Im Frühherbst einer Karriere, deren Hit-Rekord selbst Garth Brooks nicht knacken konnte, hat Rodney Crowell ganz viel Sehnsucht nach Frühling. Kaum ist die „Old Yellow Moon“-Reunion mit Emmylou Harris Geschichte, schon lässt der 63-jährige Texaner auf „Tarpaper Sky“ jene Studioband musizieren, die ihn 1988 zur New-Country-Bestmarke „Diamonds &Dirt“ mit fünf Nr.-1-Singles am Stück geführt hatte. Dem Ruf wäre nach Bassist Michael Rhodes, Drummer Eddie Bayers und Gitarrist Steuart Smith (zuletzt ein Eagle) wohl auch Barry Beckett gefolgt, doch verstarb der Ex-Muscle-Shoals-Keyboarder/Produzent bereits 2009.

„Bist du bereit für die lange Heimreise?“, fragt Crowell im ersten Song. Noch einmal fliegt der Adler im Sonnenaufgang, heulen die Kojoten den Mond an. Doch bittere Weisheiten sprengen die Klischees. Und sei’s nur die geträumte vom besoffenen Onkel Feuerball, der Blut doch nicht für dicker als Whiskey hielt. Nicht zu sentimental zu werden, und gerade so nostalgisch, dass es nicht weh tut – das bekommt Crowell wie kaum ein Zweiter hin.

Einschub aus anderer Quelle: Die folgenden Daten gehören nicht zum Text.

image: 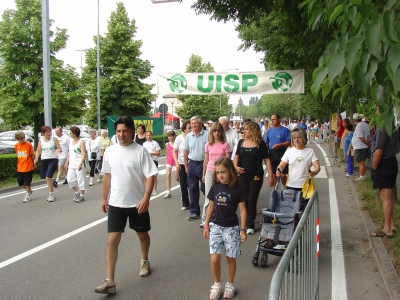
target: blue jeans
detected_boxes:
[187,160,205,216]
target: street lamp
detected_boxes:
[170,98,175,129]
[219,68,239,111]
[97,0,100,129]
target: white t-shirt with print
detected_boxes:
[281,147,318,188]
[143,140,161,161]
[86,139,101,161]
[101,143,158,208]
[55,134,71,159]
[174,134,185,165]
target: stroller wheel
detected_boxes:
[251,250,261,267]
[260,252,268,268]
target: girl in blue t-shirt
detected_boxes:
[344,123,354,177]
[203,157,247,300]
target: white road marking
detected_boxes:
[0,185,179,269]
[317,144,347,300]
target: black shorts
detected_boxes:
[108,205,151,233]
[40,158,58,179]
[269,149,289,174]
[17,170,33,186]
[371,156,398,189]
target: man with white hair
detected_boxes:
[218,116,239,157]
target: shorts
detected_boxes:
[40,158,58,179]
[58,157,67,167]
[165,164,176,171]
[371,156,398,189]
[354,148,368,162]
[209,223,241,258]
[108,205,151,233]
[17,170,33,186]
[269,149,289,174]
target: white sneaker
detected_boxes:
[246,228,254,235]
[210,283,222,300]
[224,283,235,299]
[354,176,365,182]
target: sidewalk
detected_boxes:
[319,142,400,299]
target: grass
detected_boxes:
[357,177,400,276]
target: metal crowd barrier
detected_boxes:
[268,191,319,300]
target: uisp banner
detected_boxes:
[157,70,304,95]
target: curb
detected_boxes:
[0,179,46,194]
[322,139,400,300]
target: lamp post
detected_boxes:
[170,98,175,129]
[219,68,239,111]
[75,49,88,76]
[42,0,53,127]
[97,0,101,129]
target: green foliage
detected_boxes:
[82,2,156,128]
[303,0,400,132]
[0,0,85,144]
[176,54,232,121]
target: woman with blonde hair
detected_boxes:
[276,128,320,191]
[234,121,273,235]
[200,122,231,228]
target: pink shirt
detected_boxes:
[166,143,175,166]
[205,142,231,172]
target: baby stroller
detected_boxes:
[251,178,307,268]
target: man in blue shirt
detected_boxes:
[183,116,208,221]
[265,114,290,185]
[297,119,307,131]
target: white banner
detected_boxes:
[157,70,304,95]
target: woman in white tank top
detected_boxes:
[35,126,61,202]
[65,126,86,203]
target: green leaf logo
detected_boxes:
[167,74,187,93]
[269,72,293,92]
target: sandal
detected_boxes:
[371,231,393,239]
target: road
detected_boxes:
[0,144,388,300]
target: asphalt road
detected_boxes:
[0,144,388,300]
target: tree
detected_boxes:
[0,0,85,145]
[193,0,348,119]
[82,2,156,127]
[304,0,400,132]
[176,54,232,121]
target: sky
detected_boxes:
[0,0,264,106]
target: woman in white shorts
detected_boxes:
[65,126,86,203]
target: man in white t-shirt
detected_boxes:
[54,127,71,185]
[351,113,371,182]
[218,116,239,156]
[94,116,158,294]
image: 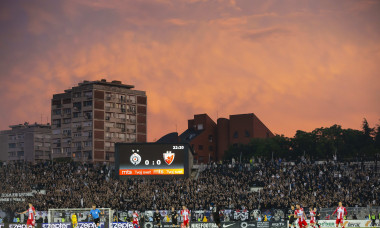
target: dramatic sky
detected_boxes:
[0,0,380,141]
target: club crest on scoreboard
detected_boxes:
[130,150,141,165]
[163,151,175,165]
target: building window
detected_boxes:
[53,119,61,126]
[73,102,82,111]
[83,112,92,120]
[116,123,125,130]
[63,129,71,136]
[53,109,61,115]
[8,143,16,148]
[83,101,92,107]
[208,135,213,142]
[83,121,92,127]
[83,91,92,98]
[8,135,16,140]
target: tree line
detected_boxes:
[224,119,380,161]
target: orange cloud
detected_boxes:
[0,1,380,140]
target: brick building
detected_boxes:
[0,122,51,162]
[158,113,274,163]
[51,79,147,162]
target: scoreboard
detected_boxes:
[115,143,193,180]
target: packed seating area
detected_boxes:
[0,159,380,212]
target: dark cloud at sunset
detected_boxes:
[0,0,380,141]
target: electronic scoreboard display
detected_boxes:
[115,143,193,179]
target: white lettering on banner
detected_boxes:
[112,222,133,228]
[240,222,256,228]
[9,224,28,228]
[234,211,249,221]
[314,220,379,227]
[257,222,269,228]
[42,223,71,228]
[271,222,286,227]
[191,223,218,228]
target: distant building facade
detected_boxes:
[0,123,51,162]
[158,113,274,163]
[51,79,147,162]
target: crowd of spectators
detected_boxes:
[0,160,380,213]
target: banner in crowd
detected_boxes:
[318,220,380,227]
[190,221,287,228]
[0,219,380,228]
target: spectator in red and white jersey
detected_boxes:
[181,206,190,227]
[332,202,347,228]
[17,203,36,228]
[132,211,140,228]
[294,204,307,228]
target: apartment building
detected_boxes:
[157,113,274,163]
[51,79,147,162]
[0,122,51,162]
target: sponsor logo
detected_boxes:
[144,222,153,228]
[257,222,269,228]
[271,222,285,227]
[130,150,141,165]
[240,222,256,228]
[191,223,218,228]
[163,151,175,165]
[112,222,133,228]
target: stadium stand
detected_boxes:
[0,160,380,219]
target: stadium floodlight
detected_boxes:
[48,208,114,228]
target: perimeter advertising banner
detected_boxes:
[0,219,380,228]
[115,143,193,180]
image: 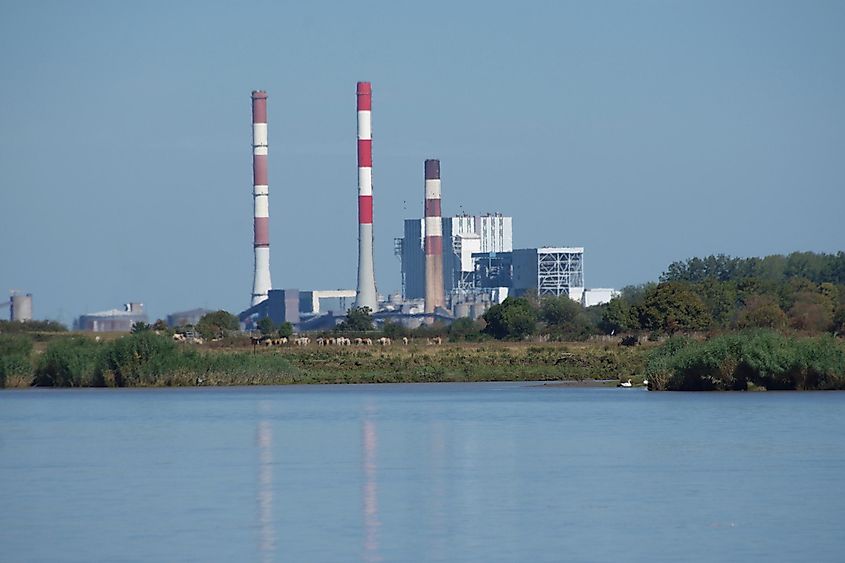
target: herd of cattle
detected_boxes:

Der Titelsong, eine schön beobachtete Ode an die Großeltern („Grandma Loved That Old Man“), oder „The Flyboy &The Kid“, seine Verbeugung vor Mentor Guy Clark, rücken das Album nah an das autobiografische „The Houston Kid“ (2001). Doch hier kann Crowell auch anders. Dann balzt er im „Fever On The Bayou“ mal kurz französisch, bittet im Rockabilly-Knaller „Frankie Please“, oder resümiert zu Sax-getöntem Bar-Boogie eine Amour fou: „The paradise called yesterday is what I miss the most/’cause somebody ’s shadow still haunts me like a ghost.“ Überhaupt gibt’s nicht viele Songschreiber, die aus dem alten Thema noch so schön Funken schlagen können wie Crowell, auch bei „Famous Last Words Of A Fool In Love“ im Duett mit Shannon McNally.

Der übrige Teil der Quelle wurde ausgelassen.